4) Then there’s this one: “they expect us to provide care and comfort for the bad decisions they have made.” Recalling that we don’t even know yet whether or not the arsonist was homeless, let’s still explore the assumption here about homelessness and bad decisions.
a) The writer does what so many people ignorant about the realities of homelessness do: she assumes she knows the story behind the current situation of every unhoused person. She doesn’t. Every single person out there has a unique story. A combination of circumstances, decisions, accidents, mistakes, health problems (and more!) make up each person’s story. So it is undoubtedly true that some bad decisions are part of the homelessness story for some people. It is equally true that bad decisions are NOT an important part of the story for others. (I’m going to go out on a limb and say we’ve all made some bad decisions in our lives and not all of us are homeless.)

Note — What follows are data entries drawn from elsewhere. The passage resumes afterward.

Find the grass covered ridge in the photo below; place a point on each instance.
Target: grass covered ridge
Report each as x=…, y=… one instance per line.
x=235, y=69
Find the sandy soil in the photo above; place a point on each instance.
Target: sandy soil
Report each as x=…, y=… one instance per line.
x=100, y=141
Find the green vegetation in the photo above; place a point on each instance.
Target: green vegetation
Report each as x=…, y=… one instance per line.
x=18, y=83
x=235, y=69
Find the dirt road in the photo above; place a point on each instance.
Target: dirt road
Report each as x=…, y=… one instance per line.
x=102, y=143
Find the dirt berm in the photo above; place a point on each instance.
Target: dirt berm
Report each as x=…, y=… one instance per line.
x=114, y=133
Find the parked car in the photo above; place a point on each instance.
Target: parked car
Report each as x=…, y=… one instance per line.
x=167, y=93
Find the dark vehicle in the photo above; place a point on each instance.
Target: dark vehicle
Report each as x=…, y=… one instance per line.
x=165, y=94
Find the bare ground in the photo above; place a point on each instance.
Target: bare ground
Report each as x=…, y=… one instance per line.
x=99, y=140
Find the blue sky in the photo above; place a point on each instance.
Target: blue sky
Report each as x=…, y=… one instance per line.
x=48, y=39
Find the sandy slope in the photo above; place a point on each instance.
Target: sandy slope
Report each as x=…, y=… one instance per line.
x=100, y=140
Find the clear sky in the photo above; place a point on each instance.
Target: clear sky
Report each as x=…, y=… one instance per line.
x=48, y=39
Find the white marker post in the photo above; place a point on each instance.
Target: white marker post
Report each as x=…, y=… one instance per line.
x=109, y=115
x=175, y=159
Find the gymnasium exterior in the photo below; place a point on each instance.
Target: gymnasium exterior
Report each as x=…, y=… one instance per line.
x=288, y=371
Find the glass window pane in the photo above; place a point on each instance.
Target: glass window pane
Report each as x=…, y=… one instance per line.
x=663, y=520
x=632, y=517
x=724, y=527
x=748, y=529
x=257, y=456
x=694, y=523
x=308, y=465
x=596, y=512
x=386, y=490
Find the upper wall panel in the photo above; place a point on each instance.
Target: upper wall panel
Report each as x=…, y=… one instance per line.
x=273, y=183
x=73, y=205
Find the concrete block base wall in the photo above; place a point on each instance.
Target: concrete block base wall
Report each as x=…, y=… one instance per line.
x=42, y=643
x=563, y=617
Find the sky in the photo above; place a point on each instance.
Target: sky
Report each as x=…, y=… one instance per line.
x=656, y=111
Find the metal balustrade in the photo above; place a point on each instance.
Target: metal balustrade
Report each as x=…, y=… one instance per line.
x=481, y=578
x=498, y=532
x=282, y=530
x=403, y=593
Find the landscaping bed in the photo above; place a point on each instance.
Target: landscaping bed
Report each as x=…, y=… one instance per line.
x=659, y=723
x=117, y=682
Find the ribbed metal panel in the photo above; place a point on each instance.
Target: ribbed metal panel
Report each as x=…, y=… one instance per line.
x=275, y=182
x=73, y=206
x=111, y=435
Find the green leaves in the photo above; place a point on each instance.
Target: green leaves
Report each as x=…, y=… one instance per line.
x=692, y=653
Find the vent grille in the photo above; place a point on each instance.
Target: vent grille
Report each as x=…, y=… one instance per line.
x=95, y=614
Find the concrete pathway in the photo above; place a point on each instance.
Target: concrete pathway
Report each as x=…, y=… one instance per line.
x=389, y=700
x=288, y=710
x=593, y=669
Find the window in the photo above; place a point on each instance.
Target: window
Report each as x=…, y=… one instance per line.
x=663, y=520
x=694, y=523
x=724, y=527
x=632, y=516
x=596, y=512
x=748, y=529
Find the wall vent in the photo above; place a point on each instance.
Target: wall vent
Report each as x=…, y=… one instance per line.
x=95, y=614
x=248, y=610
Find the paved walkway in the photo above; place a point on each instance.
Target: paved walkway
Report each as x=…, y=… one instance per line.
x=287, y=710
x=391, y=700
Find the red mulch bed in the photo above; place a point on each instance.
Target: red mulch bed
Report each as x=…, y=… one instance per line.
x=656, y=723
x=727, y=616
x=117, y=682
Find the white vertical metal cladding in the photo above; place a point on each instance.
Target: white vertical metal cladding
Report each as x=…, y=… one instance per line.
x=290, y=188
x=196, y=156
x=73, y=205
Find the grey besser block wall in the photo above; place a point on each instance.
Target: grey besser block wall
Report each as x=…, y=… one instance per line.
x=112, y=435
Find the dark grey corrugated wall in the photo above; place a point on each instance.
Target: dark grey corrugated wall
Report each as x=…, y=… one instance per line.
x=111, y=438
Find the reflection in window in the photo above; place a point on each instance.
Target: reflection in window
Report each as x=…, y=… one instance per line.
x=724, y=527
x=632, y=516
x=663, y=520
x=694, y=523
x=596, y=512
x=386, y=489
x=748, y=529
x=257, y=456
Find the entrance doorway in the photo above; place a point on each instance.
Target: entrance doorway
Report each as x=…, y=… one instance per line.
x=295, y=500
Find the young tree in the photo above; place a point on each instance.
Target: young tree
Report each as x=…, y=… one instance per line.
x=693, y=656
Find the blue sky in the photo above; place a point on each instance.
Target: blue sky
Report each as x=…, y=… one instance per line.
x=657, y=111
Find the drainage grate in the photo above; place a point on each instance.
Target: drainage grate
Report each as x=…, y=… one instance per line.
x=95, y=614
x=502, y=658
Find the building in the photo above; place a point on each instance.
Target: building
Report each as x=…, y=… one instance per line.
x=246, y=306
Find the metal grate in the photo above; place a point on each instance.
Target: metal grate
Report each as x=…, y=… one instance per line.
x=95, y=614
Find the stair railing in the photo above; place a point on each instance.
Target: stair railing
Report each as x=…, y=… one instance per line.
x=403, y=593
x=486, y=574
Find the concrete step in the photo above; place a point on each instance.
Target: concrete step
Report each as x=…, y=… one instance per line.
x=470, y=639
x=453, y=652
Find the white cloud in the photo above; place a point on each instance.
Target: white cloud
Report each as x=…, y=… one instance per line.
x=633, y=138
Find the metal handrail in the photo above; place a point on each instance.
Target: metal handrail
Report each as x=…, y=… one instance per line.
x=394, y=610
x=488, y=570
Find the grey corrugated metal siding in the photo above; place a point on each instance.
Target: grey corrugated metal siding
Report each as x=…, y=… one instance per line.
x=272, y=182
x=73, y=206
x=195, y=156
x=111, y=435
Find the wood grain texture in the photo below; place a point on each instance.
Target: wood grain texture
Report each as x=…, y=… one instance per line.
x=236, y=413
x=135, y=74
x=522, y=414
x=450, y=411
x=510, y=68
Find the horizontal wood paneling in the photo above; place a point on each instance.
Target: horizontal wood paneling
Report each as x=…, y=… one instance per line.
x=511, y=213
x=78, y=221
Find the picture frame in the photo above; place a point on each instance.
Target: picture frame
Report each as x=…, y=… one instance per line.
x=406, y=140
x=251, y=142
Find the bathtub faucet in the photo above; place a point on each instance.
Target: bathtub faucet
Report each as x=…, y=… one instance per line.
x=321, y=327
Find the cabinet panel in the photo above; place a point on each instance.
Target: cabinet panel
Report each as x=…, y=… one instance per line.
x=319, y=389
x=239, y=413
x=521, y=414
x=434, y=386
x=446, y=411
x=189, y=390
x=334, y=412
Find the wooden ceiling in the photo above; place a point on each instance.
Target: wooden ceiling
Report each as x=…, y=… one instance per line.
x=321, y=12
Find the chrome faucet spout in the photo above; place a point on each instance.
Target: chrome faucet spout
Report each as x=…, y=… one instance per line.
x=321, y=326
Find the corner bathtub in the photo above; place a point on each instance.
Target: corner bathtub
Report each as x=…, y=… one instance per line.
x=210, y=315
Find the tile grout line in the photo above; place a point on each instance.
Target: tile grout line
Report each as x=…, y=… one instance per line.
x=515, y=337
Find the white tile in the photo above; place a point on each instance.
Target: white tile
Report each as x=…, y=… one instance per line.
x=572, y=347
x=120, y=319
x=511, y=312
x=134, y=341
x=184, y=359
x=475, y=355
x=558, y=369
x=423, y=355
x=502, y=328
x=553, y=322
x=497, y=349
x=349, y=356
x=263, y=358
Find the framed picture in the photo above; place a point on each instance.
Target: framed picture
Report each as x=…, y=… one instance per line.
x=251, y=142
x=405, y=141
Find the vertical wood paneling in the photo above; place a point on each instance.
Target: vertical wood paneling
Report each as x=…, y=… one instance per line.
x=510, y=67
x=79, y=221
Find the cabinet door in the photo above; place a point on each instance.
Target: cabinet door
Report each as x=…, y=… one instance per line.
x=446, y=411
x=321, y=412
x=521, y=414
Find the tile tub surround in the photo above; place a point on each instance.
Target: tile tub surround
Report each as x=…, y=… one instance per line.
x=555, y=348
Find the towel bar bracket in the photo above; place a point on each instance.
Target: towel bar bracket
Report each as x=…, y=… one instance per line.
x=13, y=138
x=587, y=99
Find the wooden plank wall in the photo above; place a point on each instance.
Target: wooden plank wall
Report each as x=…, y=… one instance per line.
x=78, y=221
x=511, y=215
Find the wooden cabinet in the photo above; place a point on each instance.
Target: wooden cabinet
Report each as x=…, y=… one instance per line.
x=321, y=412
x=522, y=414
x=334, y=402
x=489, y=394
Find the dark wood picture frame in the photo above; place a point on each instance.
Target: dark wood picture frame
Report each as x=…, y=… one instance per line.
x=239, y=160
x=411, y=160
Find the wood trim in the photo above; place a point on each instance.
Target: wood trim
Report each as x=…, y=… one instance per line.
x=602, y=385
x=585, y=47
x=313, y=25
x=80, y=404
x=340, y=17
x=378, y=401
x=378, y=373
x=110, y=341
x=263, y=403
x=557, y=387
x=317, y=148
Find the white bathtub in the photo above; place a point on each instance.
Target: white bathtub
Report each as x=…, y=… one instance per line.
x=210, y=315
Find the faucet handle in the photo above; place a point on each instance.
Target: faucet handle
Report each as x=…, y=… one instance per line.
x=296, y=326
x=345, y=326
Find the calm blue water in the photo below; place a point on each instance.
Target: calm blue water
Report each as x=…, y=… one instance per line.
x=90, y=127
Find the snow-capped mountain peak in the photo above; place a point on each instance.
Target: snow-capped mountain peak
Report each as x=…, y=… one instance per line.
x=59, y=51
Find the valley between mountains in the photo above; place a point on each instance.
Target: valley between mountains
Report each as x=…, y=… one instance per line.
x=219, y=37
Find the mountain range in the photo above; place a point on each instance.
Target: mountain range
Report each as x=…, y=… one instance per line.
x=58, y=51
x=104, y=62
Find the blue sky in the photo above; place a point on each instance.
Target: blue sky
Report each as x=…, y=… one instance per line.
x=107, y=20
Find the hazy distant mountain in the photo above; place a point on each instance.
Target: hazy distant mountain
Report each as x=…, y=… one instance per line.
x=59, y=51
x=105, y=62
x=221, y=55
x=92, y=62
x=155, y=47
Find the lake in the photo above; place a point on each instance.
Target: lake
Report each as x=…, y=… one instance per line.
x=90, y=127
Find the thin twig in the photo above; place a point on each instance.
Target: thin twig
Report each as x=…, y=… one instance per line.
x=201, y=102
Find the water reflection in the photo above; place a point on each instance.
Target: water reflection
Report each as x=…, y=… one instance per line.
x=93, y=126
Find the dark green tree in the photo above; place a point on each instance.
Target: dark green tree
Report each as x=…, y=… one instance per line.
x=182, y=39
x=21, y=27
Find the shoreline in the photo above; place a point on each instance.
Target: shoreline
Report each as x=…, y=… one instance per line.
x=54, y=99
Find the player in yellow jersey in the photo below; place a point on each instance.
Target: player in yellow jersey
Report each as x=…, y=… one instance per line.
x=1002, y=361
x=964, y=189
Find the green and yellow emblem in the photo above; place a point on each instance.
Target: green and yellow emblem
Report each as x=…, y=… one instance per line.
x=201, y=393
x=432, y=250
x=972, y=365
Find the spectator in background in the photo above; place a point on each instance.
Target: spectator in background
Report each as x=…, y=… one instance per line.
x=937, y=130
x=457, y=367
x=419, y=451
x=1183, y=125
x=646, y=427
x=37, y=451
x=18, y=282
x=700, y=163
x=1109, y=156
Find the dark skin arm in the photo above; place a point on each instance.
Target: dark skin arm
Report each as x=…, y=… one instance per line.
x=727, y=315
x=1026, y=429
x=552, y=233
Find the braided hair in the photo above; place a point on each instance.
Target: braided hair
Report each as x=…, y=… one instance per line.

b) The writer also seems to miss something that truly is obvious. Note that many of the folks who are homeless made the following decisions: decided to be forced out of the home because their partner or parent was beating them; decided to be born to an impoverished family; decided to have parents throw them out of the house because the parents didn’t accept their sexual identity; decided to have a debilitating accident (at work or while driving); decided to be born with a significant mental illness; decided to make rental costs in their home town rise astronomically. Ignorance might lead one to lump these into the “bad decision” category but, as one of the “bleeding hearts” the writer spoke of, I decided to think on it and came to a different conclusion.
I invite all writers of letters to the editor to think before writing and sending in letters. Dig a bit deeper. Examine your assumptions. Ignorance doesn’t look good -- and you can avoid a “bad decision” by not sending in an ignorant letter. Avoiding that bad decision might just keep you from becoming homeless!